退職金を先に受け取り、20年以上空けてからiDeCoを受け取ることでも、退職所得控除が利用できますが、現実的ではありません。つまり、退職金とiDeCoを両方受け取れるなら、iDeCoを先に受け取ったほうがいい、というわけです。

実際にシミュレーションしてみましょう。

【例】
・勤続年数30年、iDeCo加入年数20年
・退職金:1800万円、iDeCo:600万円

①60歳で退職金とiDeCoを一時金で受け取る
②60歳でiDeCoを一時金で受け取り、65歳で退職金を一時金で受け取る
③60歳で退職金を一時金で受け取り、61歳でiDeCoを一時金で受け取る
④60歳で退職金を一時金で受け取り、60~69歳でiDeCoを年金で受け取る

の4パターンの納める税金額は、次のとおりです。

【図表】退職金とiDeCoの受取方シミュレーション
出典=頼藤太希、高山一恵『マンガと図解 定年前後のお金の強化書』(宝島社)

60歳で退職金とiDeCoを一時金で受け取った場合は、退職所得控除は長い方が適用されます。

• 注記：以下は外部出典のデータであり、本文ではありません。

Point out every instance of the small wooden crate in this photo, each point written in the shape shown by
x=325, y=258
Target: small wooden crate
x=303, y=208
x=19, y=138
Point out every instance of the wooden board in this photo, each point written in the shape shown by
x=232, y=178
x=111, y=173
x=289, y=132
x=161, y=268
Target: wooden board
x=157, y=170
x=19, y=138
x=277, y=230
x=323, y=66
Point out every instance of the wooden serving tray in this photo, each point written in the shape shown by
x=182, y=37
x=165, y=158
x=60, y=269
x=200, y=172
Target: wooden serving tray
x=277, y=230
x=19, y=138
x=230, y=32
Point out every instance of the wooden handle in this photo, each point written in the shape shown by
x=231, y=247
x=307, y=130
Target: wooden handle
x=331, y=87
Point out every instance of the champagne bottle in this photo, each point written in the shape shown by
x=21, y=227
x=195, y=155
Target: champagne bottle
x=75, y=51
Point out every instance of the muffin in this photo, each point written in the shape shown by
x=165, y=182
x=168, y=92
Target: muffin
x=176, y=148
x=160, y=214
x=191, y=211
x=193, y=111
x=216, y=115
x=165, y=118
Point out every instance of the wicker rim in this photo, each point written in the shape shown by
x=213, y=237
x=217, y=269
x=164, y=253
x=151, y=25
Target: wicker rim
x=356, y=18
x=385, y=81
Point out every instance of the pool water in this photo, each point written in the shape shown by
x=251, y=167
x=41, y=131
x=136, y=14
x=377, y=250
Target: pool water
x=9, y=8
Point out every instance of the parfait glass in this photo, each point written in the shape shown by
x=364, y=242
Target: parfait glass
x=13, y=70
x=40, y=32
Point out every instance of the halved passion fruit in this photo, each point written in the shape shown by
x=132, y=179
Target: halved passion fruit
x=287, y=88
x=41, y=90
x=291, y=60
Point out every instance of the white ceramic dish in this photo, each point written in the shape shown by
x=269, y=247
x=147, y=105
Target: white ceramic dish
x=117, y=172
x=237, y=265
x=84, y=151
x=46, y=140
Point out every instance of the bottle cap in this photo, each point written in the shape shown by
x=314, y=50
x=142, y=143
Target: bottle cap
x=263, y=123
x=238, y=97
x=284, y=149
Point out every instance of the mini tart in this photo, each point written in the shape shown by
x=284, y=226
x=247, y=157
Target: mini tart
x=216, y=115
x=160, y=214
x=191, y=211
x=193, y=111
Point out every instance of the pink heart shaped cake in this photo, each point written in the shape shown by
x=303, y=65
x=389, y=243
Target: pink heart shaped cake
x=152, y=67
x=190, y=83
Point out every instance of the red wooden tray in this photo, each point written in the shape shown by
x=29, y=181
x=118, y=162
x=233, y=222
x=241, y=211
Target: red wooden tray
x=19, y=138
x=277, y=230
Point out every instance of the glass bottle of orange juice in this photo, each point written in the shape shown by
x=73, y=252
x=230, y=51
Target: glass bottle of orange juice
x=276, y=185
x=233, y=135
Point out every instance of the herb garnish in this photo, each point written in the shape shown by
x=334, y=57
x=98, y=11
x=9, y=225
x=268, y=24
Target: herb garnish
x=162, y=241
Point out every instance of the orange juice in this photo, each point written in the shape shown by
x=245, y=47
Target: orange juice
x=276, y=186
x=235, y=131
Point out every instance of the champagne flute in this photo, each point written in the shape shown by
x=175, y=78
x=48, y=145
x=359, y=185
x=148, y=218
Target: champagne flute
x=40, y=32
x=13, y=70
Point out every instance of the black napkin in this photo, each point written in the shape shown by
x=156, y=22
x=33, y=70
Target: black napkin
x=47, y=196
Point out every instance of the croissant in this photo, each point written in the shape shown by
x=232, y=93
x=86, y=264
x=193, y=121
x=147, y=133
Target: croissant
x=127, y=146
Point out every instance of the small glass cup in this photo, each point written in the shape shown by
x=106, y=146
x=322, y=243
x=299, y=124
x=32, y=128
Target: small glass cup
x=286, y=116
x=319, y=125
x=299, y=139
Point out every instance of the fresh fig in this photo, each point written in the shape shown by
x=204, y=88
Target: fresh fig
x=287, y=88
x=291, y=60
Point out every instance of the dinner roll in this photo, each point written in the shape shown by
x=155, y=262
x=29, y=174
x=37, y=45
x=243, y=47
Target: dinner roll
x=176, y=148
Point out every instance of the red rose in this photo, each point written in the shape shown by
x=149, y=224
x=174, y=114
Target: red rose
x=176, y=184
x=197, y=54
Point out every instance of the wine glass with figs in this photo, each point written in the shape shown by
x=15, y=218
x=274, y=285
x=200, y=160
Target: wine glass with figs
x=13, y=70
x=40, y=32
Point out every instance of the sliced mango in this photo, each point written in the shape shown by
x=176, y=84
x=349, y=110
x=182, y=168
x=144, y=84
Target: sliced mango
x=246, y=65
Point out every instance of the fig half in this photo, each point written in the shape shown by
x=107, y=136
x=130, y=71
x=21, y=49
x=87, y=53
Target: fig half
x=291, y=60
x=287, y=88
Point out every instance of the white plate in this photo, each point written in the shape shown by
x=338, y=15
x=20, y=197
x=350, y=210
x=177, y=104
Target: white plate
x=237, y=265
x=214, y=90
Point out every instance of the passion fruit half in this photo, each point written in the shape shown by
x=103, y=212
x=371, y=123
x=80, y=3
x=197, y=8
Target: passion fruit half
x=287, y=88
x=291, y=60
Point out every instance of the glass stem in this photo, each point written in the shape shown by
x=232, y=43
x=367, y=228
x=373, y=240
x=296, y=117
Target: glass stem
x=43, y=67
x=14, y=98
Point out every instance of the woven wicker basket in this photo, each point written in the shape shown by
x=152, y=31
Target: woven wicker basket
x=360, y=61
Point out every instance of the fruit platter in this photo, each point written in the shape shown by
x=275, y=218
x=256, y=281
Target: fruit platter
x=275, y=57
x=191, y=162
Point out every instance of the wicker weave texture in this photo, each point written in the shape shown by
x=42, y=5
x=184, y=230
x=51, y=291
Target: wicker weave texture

納める税金は92万2500円です。

定年が65歳、または60歳定年でも再雇用終了時の65歳に退職金がもらえるという人は、iDeCoを60歳で受け取れば、それぞれの退職所得控除が活用できます。税金は約70万円も安くなります。

65歳で退職金が取れない場合は、iDeCoを退職金と同じ年に受け取らず、その翌年以降に回しましょう。iDeCoに退職所得控除が使えなくても、受け取る時期をずらすことで適用される所得税率が下がり、結果として図表3の通り、税金が減らせる可能性があります。

iDeCoは年金形式でも受け取れるので、この方法でお得になる受け取り例も記載しています。60歳で退職金を受け取り、60歳〜69歳の間でiDeCoを年金で受け取ります。この間、公的年金を受け取らずに70歳まで繰り下げを行えば、公的年金等控除をフル活用できます。

公的年金等控除は、60歳〜64歳までは60万円、65歳以上は110万円まで非課税になるので、iDeCoの年金はすべて非課税で受け取れます。